6557. — DE FRÉDÉRIC II, ROI DE PRUSSE.
Sans-Souci, 3 novembre.

Je ne suis pas le seul qui remarque que le génie et les talents sont plus rares en France et en Europe, dans notre siècle, qu’à la fin du siècle précédent. Il vous reste trois poètes, mais qui sont du second ordre : La Harpe, Marmontel et Saint-Lambert. Les injustices qui se font à Abbeville n’empêchent pas qu’un Parisien de génie n’achève une bonne tragédie.

Il est sans doute affreux d’égorger des innocents avec le glaive de la loi : mais la nation en rougit ; mais le gouvernement pensera sans doute à prévenir de tels abus. Il faut encore considérer que plus un État est vaste, plus il est exposé à ce que des subalternes abusent de l’autorité qui leur est confiée. Le seul moyen de l’empêcher est d’obliger tous les tribunaux du royaume de ne mettre en exécution les arrêts de mort qu’après qu’un conseil suprême a revu les procédures et confirmé leur sentence.

Il me semble que le jeune poète auteur du Triumvirat n’a pas plus que soixante-treize ans. J’en juge ainsi, parce qu’un commençant ne connaît ni ne sent des nuances aussi fines qu’il en est dans le caractère d’Octave ; que les deux actes que j’ai lus sont sans déclamation, et d’une simplicité qui ne plaît qu’après avoir épuisé toutes les fusées de la rhétorique. En supposant même qu’un jeune homme ait fait cet ouvrage, il est sûr qu’un sage l’a retouché et refondu. Vous m’en avez donné trop et trop peu pour vous arrêter en si beau chemin. Je vous compare aux rois : il en coûte à obtenir leur premier bienfait ; celui-là donné, on les accoutume à donner de même.

J’ai lu votre article Julien[1] avec plaisir. Cependant j’aurais désiré que vous eussiez plus ménagé cet abbé de La Bletterie : tout dévot, tout janséniste qu’il est, il a rendu le premier hommage à la vérité ; il a rendu justice, quoique avec des ménagements qu’il lui convenait de garder ; il a rendu justice, dis-je, au caractère de Julien. Il ne l’a point appelé apostat. Il faut tenir compte à un janséniste de sa sincérité. Je crois qu’il aurait été plus adroit de lui donner des éloges, comme on applaudit à un enfant qui commence à balbutier, pour l’encourager à mieux faire.
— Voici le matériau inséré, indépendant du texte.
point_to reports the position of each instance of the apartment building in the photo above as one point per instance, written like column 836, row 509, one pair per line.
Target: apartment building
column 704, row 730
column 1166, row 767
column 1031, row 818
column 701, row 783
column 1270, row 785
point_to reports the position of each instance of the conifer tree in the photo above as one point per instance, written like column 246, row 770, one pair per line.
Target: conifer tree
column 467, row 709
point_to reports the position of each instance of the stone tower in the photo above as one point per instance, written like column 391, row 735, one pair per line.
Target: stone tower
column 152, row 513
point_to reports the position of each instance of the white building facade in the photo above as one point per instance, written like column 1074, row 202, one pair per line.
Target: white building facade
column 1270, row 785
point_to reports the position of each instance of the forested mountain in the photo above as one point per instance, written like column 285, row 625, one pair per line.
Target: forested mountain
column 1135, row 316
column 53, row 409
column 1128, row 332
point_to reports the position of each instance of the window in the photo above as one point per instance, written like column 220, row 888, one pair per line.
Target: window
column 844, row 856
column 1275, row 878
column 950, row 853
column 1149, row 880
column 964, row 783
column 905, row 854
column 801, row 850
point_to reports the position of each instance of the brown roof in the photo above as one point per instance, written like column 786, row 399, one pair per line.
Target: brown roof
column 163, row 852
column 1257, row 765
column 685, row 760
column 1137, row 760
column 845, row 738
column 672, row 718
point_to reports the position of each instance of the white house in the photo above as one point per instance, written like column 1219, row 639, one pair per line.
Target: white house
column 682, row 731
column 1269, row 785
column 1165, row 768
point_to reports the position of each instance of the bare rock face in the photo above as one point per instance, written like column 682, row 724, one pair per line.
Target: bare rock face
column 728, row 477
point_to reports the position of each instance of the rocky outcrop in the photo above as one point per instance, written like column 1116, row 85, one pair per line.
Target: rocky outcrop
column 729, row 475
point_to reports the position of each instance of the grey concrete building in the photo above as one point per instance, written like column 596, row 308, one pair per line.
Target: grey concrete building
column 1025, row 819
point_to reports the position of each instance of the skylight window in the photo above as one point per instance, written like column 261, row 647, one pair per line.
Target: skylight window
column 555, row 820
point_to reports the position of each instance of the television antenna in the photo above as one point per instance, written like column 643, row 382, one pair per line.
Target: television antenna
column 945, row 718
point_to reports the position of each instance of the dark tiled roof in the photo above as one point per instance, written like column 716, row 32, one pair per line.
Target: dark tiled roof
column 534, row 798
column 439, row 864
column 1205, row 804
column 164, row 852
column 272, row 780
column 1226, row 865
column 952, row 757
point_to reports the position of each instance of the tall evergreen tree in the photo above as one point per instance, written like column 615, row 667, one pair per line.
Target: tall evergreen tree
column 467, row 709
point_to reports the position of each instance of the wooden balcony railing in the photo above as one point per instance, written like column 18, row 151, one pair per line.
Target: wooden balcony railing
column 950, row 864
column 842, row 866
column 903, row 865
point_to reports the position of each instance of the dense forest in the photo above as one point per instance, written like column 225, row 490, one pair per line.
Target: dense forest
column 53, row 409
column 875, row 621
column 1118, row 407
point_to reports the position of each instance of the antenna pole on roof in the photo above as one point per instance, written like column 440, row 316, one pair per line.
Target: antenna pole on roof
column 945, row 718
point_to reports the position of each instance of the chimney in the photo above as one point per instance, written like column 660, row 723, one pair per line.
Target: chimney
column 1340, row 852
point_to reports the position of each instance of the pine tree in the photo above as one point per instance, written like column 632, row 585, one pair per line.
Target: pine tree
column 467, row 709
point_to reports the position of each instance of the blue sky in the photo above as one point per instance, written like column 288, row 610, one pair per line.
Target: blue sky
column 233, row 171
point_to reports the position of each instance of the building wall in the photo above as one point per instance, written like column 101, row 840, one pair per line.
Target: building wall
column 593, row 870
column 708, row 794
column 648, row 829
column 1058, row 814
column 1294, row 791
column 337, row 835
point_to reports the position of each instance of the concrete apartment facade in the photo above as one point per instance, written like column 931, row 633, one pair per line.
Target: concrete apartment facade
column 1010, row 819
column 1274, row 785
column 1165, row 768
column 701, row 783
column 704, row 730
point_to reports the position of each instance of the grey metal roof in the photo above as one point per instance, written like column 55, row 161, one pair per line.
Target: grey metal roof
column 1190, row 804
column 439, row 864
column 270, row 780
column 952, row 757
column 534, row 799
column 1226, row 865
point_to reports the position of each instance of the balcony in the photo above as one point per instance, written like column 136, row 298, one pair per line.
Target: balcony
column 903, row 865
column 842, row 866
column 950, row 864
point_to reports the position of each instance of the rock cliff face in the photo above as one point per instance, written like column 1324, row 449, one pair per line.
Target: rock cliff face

Le passage d’Ammien Marcellin est interpolé sans doute : vous n’avez, pour vous en convaincre, qu’à lire ce qui précède et ce qui suit. Ces deux phrases se lient si bien que la fraude saute aux yeux. C’était le bon temps dans les premiers siècles : on accommodait les ouvrages à son gré. Josèphe s’en est ressenti également, l’Évangile de Jean de même. Tout ce qui m’étonne, c’est que messieurs les correcteurs ne se soient pas aperçus de certaines incongruités qu’ils auraient pu rectifier avec un coup de plume, comme la double généalogie, la prophétie dont vous faites mention, et nombre d’erreurs de noms de villes, de géographie, etc., etc. : les ouvrages marqués au sceau de l’humanité, c’est-à-dire de bévues, d’inconséquences, de contradictions, devaient ainsi se déceler eux-mêmes. L’abrutissement de l’espèce humaine, durant tant de siècles, a prolongé le fanatisme. Enfin vous avez été le Bellérophon qui a terrassé cette Chimère.

Vivez donc pour achever d’en disperser les restes. Mais surtout songez que le repos et la tranquillité d’esprit sont les seuls biens dont nous puissions jouir durant notre pèlerinage, et qu’il n’est aucune gloire qui en approche. Je vous souhaite ces biens, et je jure par Épicure et par Aristide que personne de vos admirateurs ne s’intéresse plus que moi à votre félicité.

Fédéric.

  1. Dans l’édition de 1767 du Dictionnaire philosophique, Voltaire avait ajouté l’article Julien (voyez tome XIX, page 541), qu’il revit et reproduisit en 1769, sous le titre de Portrait de l’empereur Julien (voyez tome XXVIII, page 2.)